Seeing The Invisible: Measuring Crowded Molecular Coatings

Modern medical devices such as biosensors, implants and drug-delivery particles are coated with extremely thin layers of biological molecules. These layers determine how a device behaves in the body, but until now they have been almost impossible to measure when they become very dense. PhD candidate Helen Tan developed a way to see and quantify these crowded molecular coatings using a super-resolution technique called DNA-PAINT.

Medical materials are often covered with short DNA strands, proteins or antibodies that give them their biological function. These coatings act like molecular carpets: they can make a surface recognize certain cells, avoid immune reactions or bind specific molecules. For this to work reliably, scientists must know two things: how many molecules are on the surface, and how they are arranged.

When only a few molecules are present, existing microscopes can do this. But in realistic biomedical applications, surfaces are packed with hundreds to thousands of molecules per square micrometre. At these densities, individual molecules become undistinguishable from each other and standard methods fail.

How can you count molecules when everything is crowded?

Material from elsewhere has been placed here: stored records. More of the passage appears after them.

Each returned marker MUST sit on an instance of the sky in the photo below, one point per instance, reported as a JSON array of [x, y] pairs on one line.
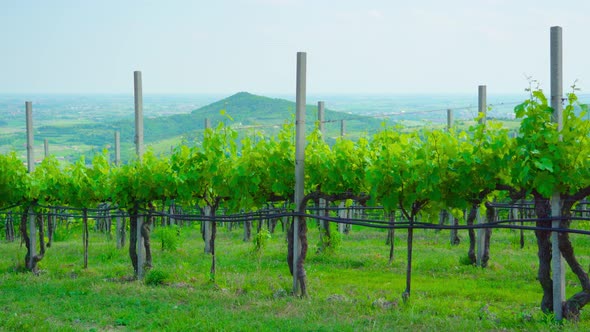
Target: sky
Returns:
[[222, 46]]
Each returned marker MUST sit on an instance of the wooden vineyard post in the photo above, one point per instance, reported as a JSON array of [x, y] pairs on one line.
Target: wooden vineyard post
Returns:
[[557, 264], [31, 168], [299, 165], [480, 239]]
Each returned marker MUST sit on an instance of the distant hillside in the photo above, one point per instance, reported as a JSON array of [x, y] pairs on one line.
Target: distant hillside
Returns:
[[246, 110]]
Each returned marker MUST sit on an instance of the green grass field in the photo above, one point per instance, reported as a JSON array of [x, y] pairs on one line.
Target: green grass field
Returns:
[[351, 289]]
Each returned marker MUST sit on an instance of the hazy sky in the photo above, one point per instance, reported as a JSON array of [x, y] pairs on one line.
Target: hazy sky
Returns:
[[219, 46]]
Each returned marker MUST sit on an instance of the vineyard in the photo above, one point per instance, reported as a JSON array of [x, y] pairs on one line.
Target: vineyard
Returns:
[[480, 178]]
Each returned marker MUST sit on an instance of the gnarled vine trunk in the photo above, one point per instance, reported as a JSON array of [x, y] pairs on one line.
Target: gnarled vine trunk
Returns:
[[31, 264], [543, 211], [573, 305], [470, 221], [301, 274]]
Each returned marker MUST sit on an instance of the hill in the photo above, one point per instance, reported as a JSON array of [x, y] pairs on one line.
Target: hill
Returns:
[[69, 140]]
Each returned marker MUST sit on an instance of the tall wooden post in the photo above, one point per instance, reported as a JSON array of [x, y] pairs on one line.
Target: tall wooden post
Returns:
[[299, 160], [557, 264], [31, 168]]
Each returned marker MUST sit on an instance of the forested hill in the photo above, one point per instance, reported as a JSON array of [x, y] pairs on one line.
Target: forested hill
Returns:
[[244, 108]]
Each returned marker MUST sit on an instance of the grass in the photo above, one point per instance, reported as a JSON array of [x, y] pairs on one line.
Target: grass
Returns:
[[351, 289]]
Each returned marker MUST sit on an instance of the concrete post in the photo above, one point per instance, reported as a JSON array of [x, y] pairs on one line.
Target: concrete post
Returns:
[[557, 264], [482, 104], [31, 168], [46, 148], [321, 118], [117, 148], [449, 119], [299, 158], [138, 114]]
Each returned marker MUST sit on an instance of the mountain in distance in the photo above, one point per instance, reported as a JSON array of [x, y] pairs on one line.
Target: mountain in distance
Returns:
[[263, 114]]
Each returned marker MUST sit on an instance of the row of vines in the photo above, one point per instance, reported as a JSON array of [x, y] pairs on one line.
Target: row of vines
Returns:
[[415, 173]]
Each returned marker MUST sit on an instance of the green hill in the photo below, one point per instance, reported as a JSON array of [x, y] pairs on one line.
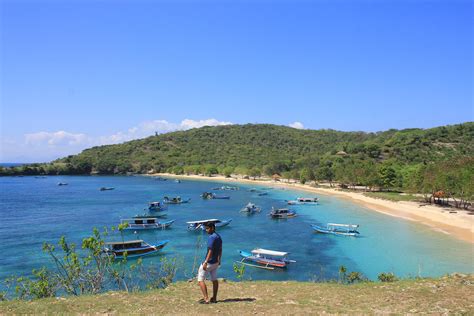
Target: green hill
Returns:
[[389, 159]]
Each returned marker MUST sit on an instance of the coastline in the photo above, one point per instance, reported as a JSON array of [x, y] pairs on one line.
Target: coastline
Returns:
[[460, 225]]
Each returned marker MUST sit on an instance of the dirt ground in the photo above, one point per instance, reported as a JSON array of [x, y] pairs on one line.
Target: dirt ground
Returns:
[[453, 294]]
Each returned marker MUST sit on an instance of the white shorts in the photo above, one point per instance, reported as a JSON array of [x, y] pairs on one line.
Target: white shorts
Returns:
[[211, 269]]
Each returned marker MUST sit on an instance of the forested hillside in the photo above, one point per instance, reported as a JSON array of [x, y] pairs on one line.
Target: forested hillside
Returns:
[[389, 159]]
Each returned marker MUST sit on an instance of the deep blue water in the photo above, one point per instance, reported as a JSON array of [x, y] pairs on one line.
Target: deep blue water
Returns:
[[12, 164], [34, 210]]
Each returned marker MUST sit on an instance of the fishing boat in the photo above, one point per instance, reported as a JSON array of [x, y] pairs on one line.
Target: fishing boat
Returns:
[[282, 213], [133, 248], [337, 229], [146, 223], [158, 215], [156, 206], [266, 259], [303, 201], [106, 189], [175, 200], [226, 188], [195, 225], [250, 208], [213, 196]]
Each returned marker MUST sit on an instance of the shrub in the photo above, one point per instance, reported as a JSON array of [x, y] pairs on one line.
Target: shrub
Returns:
[[387, 277]]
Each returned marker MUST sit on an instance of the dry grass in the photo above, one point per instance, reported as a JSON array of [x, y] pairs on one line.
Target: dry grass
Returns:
[[454, 294]]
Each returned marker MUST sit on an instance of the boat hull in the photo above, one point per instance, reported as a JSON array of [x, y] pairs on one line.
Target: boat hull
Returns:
[[323, 230], [137, 252], [159, 225], [265, 262]]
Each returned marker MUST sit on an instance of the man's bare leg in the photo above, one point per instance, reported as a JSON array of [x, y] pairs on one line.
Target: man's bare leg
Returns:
[[203, 287], [215, 288]]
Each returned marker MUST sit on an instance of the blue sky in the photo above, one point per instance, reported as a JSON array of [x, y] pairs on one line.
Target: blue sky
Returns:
[[85, 73]]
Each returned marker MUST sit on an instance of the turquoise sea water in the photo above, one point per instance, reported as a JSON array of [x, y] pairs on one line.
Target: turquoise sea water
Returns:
[[34, 210]]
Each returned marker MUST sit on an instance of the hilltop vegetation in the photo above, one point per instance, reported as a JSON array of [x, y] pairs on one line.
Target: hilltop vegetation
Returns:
[[447, 295], [412, 159]]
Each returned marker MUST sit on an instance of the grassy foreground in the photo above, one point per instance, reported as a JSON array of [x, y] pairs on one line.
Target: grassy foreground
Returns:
[[453, 294]]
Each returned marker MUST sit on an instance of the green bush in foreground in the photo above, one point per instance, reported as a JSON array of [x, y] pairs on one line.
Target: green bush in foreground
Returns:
[[89, 271], [387, 277]]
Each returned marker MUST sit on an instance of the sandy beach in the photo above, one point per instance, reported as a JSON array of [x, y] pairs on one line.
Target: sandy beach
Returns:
[[460, 225]]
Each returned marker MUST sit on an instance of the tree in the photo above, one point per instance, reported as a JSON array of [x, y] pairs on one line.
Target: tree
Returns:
[[388, 176], [255, 172]]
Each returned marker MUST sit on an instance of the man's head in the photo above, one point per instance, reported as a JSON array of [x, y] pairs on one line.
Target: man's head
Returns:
[[210, 228]]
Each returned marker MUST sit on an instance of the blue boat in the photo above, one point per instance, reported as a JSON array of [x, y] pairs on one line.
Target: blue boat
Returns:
[[337, 229]]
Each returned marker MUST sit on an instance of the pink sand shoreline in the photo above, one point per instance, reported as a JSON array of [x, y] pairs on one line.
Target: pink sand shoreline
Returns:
[[459, 225]]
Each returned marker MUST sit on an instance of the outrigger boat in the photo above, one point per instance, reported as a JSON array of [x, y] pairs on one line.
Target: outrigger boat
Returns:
[[156, 206], [146, 223], [106, 189], [226, 188], [133, 248], [195, 225], [159, 215], [250, 208], [212, 196], [303, 201], [337, 229], [282, 213], [175, 200], [265, 259]]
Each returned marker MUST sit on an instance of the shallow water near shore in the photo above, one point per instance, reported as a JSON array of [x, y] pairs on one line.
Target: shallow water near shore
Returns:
[[36, 210]]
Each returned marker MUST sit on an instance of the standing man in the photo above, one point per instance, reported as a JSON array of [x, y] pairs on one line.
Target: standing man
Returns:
[[211, 264]]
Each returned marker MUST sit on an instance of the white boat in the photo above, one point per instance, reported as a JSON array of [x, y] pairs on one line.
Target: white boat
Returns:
[[133, 248], [146, 223], [281, 213], [266, 259], [250, 208], [337, 229], [303, 201], [195, 225], [156, 206]]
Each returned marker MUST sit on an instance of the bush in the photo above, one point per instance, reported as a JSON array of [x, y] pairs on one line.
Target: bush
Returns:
[[387, 277]]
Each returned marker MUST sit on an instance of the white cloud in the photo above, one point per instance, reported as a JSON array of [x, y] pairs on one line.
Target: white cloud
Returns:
[[297, 125], [149, 128], [47, 146], [59, 138]]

Tan ’s research focused on turning DNA-PAINT, a blinking-based super-resolution microscopy technique, into a quantitative tool for these crowded surfaces. She built an analysis framework that answers both key questions: how many molecules are there and how are they arranged?

A central part of her work is a new correction method called BiSC, which can recover the true molecular density even when only a fraction of the molecules is detected. This makes it possible to work in a controlled “undersampling” regime, where overcrowding (undistinguishable molecules) no longer prevents accurate measurements.

She showed that this approach works on biofunctionalized flat surfaces and on 3D microparticles, at realistic high densities of roughly 100 to 1000 molecules per square micrometre.

Key findings

• Polymer coatings are dynamic. In widely used PLL-g-PEG/DNA coatings, Tan discovered that the polymer layer rearranges during the chemical coupling process. This changes both how many molecules bind and how evenly they are distributed, meaning that the final coating cannot be predicted from the formulation alone.
• Not all attachment chemistries behave the same. On microparticles, different coupling strategies gave very different results. Click-chemistry-based coupling produced steadily increasing densities as expected. In contrast, the popular streptavidin–biotin system reached much lower densities than theoretically possible, because at high loading many molecules became physically inaccessible due to crowding.
• Simulations reveal when DNA-PAINT still works. Using Monte Carlo simulations and a neural-network model, Tan mapped out when DNA-PAINT can still provide at least 90% accurate molecular densities and meaningful spatial patterns. The most important design levers turned out to be the binding and unbinding rates of the probes and their concentration, leading to general guidelines for future probes, including non-DNA ones.
• Unexpected effects in real coatings. When comparing different polymer architectures and mixing ratios, Tan found surprising behavior, such as lower functional coverage when more “functional” polymer was added, and clear switches between clustered and evenly spread molecular patterns.

Impact on biomedical engineering
By turning DNA-PAINT into a reliable quantitative tool, Helen Tan’s work enables single-molecule-level quality control of dense biological coatings. This is crucial for developing better biosensors, more predictable biomaterials and more effective drug-delivery systems. Her results also show that surface chemistry and polymer design must be evaluated directly on the final coating, rather than inferred from how it was prepared.

Together, her experiments, correction methods and simulations provide a robust route toward routine, high-precision characterization of the molecular layers that underpin many modern medical technologies.

The research was carried out with support from the European Union’s Horizon 2020 Marie Skłodowska-Curie programme.